Colleen Walker, CEO of the Perot Museum is many things, but like many of us, she is a mom first. She brings her background in science to her job at the museum, but she also brings her hopes and dreams for her children. It is this type of passion that has made the Perot Museum of Nature and Science one of the fastest growing science museums in the country and the go-to place for families to visit in Dallas.
Two years ago the buzz in Dallas was the long awaited grand opening of the Perot Museum of Nature and Science. For the two years prior to the grand opening, a soaring cube-shaped building with innovative architecture was slowly constructed. As the building took its intriguing shape, it teased passersby with the promise that something even more unique would be located inside. A 180,000, five story museum dedicated to entertaining visitors while boosting understanding and awareness in the fields of math and science was opened in 2012.
I was among the lucky who were able to beta test the museum, and the excitement for me was intense. I even cut an epic trip short by a few days to have an opportunity to see what was waiting inside the anticipated Perot Museum. On the day of our tour, the museum was strangely silent, as if we had slipped in unaware. Glowing exhibits representing multi-disciplinary pursuits in math and science were tucked into every corner silently waiting to be brought to life by the exploration of the visitors to come. Our group tiptoed through the museum, approaching each room with the careful silence you would offer to a sleeping newborn. As we walked, I tried to imagine the different exuberance that would greet each exhibit when the public was welcomed and children of all ages came to learn and enjoy the space.
Coming full circle, I was invited to a parenting seminar at the museum, fittingly on the 2nd birthday of the museum. In the two years that the museum had been in operation, over 2 million visitors have walked through the halls, and over half of those have been children. On this visit, there were no more whispered conversations. The museum was in full swing with children and school groups excitedly digging into the hands-on learning opportunities. Alive with the energy of exploration, I was just as excited to see the museum as it was intended to be used as I was on that first visit when it was new and unused.
The heartbeat of the museum is certainly strong, and it has become not only a needed fixture in the arts district of Dallas, but a trusted location for parents. Parents who waited eagerly for this new science and math complex in their neighborhood are now reaping the benefits through traveling exhibits, 3-D movies from National Geographic, and intentional programming to keep families engaged in the museum.
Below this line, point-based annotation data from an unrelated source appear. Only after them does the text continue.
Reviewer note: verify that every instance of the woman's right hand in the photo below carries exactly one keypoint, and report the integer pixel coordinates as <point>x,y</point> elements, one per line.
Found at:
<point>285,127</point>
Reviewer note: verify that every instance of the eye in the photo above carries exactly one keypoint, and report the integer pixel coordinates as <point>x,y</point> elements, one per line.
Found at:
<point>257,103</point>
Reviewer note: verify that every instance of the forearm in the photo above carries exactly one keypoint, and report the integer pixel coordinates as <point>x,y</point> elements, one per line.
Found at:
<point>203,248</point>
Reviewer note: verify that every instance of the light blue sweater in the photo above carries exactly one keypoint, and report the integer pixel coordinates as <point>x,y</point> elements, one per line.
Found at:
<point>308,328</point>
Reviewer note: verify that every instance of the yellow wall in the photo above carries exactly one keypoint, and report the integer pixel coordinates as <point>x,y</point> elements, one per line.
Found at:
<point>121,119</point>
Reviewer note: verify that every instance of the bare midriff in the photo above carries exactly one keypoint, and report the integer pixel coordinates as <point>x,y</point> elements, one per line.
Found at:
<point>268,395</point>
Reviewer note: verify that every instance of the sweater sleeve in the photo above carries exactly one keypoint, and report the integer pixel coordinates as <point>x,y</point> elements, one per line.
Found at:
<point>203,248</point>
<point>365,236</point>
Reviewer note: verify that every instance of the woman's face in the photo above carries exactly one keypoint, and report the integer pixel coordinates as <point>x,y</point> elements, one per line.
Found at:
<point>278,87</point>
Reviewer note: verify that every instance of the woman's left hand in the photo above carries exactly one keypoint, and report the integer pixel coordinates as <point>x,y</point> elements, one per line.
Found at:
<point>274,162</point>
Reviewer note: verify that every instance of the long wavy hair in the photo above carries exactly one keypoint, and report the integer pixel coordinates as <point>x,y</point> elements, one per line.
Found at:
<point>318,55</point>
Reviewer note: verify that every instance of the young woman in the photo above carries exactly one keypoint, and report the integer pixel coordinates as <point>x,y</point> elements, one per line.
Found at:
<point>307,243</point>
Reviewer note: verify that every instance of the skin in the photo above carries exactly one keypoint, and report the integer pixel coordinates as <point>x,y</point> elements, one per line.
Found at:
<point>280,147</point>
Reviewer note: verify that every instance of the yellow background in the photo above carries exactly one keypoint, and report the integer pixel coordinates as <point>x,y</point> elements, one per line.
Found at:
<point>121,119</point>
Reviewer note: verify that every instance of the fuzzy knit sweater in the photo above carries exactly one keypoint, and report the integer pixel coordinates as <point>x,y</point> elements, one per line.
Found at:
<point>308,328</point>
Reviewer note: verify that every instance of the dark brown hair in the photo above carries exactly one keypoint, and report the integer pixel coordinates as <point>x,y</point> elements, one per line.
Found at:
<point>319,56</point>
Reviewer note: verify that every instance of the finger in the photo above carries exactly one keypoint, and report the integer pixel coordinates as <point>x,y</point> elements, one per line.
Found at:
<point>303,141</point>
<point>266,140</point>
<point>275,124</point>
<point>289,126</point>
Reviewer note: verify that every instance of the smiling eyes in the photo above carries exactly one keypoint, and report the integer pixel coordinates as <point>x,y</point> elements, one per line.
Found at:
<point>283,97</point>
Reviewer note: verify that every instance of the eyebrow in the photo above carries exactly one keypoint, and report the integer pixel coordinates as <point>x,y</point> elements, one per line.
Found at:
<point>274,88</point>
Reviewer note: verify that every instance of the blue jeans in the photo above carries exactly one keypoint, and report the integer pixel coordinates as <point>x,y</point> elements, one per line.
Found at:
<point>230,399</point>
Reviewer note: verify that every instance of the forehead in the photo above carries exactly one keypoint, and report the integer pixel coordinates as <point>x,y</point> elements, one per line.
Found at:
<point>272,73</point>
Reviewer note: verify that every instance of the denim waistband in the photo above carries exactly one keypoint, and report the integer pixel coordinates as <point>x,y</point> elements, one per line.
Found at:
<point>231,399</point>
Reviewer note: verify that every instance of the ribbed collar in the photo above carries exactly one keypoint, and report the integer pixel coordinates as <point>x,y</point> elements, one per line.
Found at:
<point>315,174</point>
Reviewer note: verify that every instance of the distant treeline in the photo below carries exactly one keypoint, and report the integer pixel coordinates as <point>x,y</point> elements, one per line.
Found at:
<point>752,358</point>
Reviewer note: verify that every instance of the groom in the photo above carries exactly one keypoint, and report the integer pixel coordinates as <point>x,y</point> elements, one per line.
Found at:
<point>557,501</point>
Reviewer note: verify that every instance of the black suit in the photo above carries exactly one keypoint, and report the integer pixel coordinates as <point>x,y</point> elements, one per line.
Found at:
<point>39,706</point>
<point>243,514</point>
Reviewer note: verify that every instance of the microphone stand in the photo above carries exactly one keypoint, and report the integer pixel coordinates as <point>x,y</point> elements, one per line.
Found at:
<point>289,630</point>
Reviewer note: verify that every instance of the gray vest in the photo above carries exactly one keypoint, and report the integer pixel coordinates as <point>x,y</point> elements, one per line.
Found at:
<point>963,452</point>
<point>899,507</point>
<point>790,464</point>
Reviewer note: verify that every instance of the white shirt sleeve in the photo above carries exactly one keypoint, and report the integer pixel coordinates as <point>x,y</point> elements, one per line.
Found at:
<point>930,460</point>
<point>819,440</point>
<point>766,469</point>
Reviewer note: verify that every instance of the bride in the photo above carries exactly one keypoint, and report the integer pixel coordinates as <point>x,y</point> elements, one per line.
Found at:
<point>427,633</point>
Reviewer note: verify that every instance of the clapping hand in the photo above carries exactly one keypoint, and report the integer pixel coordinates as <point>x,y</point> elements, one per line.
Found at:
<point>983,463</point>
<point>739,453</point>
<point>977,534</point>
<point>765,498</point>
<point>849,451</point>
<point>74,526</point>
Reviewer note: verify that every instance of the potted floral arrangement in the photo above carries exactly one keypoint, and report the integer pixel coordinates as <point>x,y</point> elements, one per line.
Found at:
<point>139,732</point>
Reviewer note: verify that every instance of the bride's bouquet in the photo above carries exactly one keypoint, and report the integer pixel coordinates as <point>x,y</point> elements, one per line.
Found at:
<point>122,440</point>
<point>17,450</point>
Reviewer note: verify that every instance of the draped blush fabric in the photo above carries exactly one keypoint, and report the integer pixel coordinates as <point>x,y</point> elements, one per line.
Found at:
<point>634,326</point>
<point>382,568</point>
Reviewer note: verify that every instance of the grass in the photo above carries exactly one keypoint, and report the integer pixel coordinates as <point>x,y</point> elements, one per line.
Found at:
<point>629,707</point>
During my second visit to the museum, I learned that there was much more than meets the eye for the Perot. Yes, everyone has come to expect that they will have up to date exhibits and learning opportunities at the Perot. That is both obvious and available every time a family steps through the doors, but while the exhibits and programs are at the heart of the museum, the lifeline that keeps the heart beating is happening behind the scenes.
In so many ways, the Perot Museum is just ‘doing it right’ when it comes to connecting with the community, promoting learning in STEM, and providing quality for families. Speaking with Walker at the first ever Parent Blogger conference at the Perot is a good glimpse into what’s happening outside the obvious. As Walker shares with a room full of parents and children, her parenting prowess is obvious. At one point in the meeting, she breaks into a rousing rendition of Let it Go to the delight of the children in the room. She is just as much a proud parent when she talks about the Perot, sharing the things about the facility that make her proud.
In spring 2013, the Perot Museum achieved Green Globes® highest possible ranking for FEATURES: sustainable building design, which is a rare feat since only 12 out of 759 Green Globes certified buildings in the US have achieved the maximum four Globes. In 2014, the Museum achieved two more prestigious environmental designations – a LEED Gold rating from the U.S. Green Building Council and certification from the Sustainable Sites Initiative, which emphasizes landscape and site design. Very few buildings in the U.S. have aimed to attain two certifications, much less three. The building incorporates sustainable design initiatives including day lighting, LED lighting, and low emission materials.
One of the practical examples of this green technology is in the collection of all rainwater that amounts to 5 ½ million gallons a year. This water is used for flushing toilets in the museum, an unglamorous but necessary use for a facility that welcomes 2 million visitors.
The Perot Museum is also home to a number of Nobel Laureate awards. Walker freely admits that children aren’t likely to spend too much time looking at the awards, even though they are solid gold, but the museum hopes that the presence of those awards will be inspirational to children.
With kids getting wiggly throughout our meeting, Walker immediately begins to give advice on where they can burn off some energy. The Moody Family Children’s Museum, a remarkable facility with plenty of room to run and activities to engage little minds, is a natural choice. Parents will be thrilled to know that the facility receives a four hour, extensive cleaning by a specialized team each and every night. Walker assures the room of young parents that every single surface is cleaned and disinfected, right down to the last piece of plastic fruit. “We do this,” she says with a knowing nod, “because we are mothers, too.” It’s this understanding of parents and families that is infused throughout the museum that makes it perfect place to play and learn.